Out he popped to watch Sugar unload. He did have sense enough to get out of the way. Sam walked her into the barn, Skiff handed him the papers.
Sam quietly guided Sugar into an empty stall, prepared for her, peanut hulls for bedding and alfalfa/orchard grass hay flakes in the corner.
“How about I give her two days then ride her, if that’s all right with you?” Sam asked. “Get her a bit settled.”
“Sure.” Crawford nodded. “What did you think of the operation?”
“Everything’s brand new. Fences newly painted. Brass bolts on the stalls. Brass plates by the door. The wrought iron from Cynthiana, Kentucky. PaveSafe on the floor. Equi-grip in the stalls. He spent a fortune.” Skiff smiled.
“Huge barn, good paddocks. Very well laid out. Someone knew what they were doing,” Sam added. “Place already full of boarders, and you know, he’s hired an Olympic show jumper for a trainer.”
Crawford rubbed his chin. “We’ll see.”
A big Lexus slowly drove down the drive, turning toward the house.
“Nineteenth-century expert from the Virginia Museum of Fine Arts. I know Ben Sidell is a good man, but how many law enforcement officers do you know who understand the art market? Especially for a Munnings? All right. Keep me informed about her.”
“Yes, Sir.” Sam opened the Hummer door for Crawford.
As the boss drove away Skiff, watching the new horse, said to Sam as he walked back in, “That was one of the most beautiful paintings I have ever seen. I hope he gets it back.”
“I do, too. I hope it’s not on a private jet flying to wherever.”
“Me, too.”
“What did you think of Showoff?”
Turning to look at Sam, whom she greatly respected, she remarked, “Aptly named. A lot of wasted money. Who needs cast-iron lampposts lining the drive? That’s like Custis Hall.” She cited the expensive private girls school over the mountain, founded in 1812 by the founder of Old Paradise. The school grew after the war was won. “Chandeliers? I could make out a chandelier in the office.”

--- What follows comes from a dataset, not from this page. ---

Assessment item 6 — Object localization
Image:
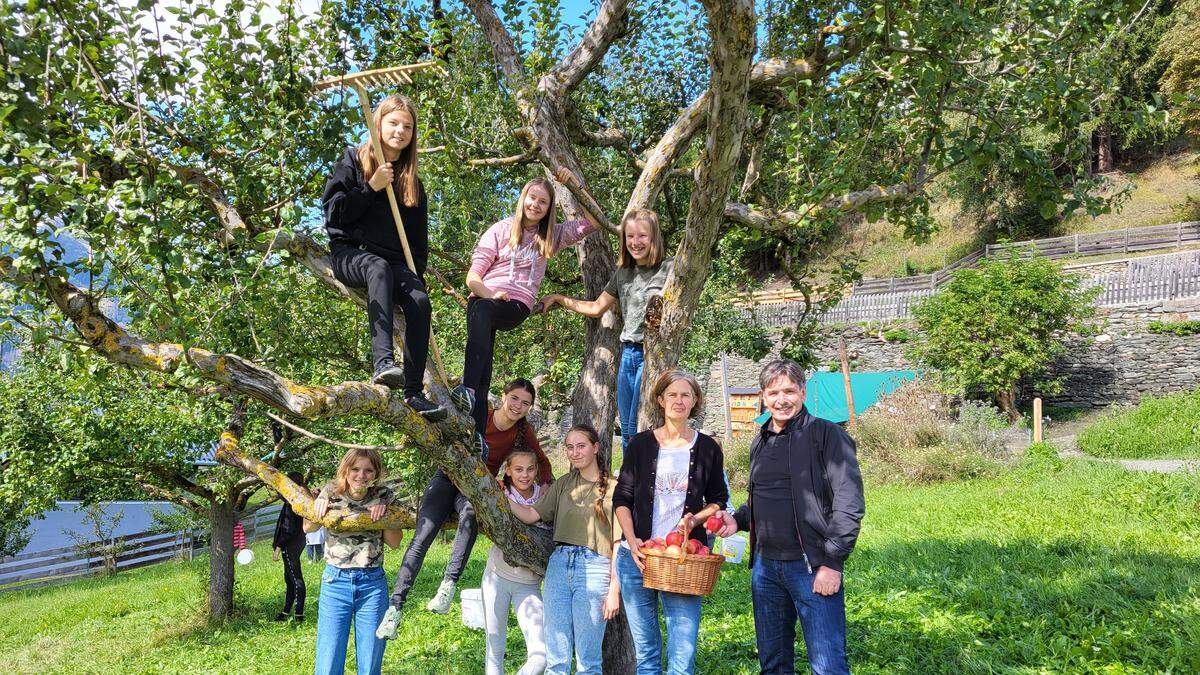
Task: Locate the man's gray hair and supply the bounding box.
[758,359,804,389]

“Mmm. Waste, yes, but intelligence, too. Every single paddock had frost-free waterers. The hay was stored in rows with space for air to flow in the hay barn, and that was sort of behind the main stable. So no hay overhead. Makes for more work but also makes for safety. Few can afford that extra hand to move the hay every single day.”

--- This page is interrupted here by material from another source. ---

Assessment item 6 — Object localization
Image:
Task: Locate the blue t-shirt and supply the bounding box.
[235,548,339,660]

She considered this. “You’re right. But I only saw Parker Bell.”
“To run a place like that, Sabatini has to have a lot of people to drive the tractors, plow the roads, move the hay, keep the fences painted. The man has white fences. Nonstop labor. Washing the windows. Then there’s the Olympic trainer who also has to have an assistant. Who will muck the stalls? Sabatini has about a two hundred thousand dollar nut to crack to keep all perfect. Well, let me drop that back because I don’t know what he pays the Olympian. He’ll have to house him.”
“Her.”
“Ah.” Sam pulled off his gloves, walked into the stall to feel Sugar’s pulse. “Should have thought of that.”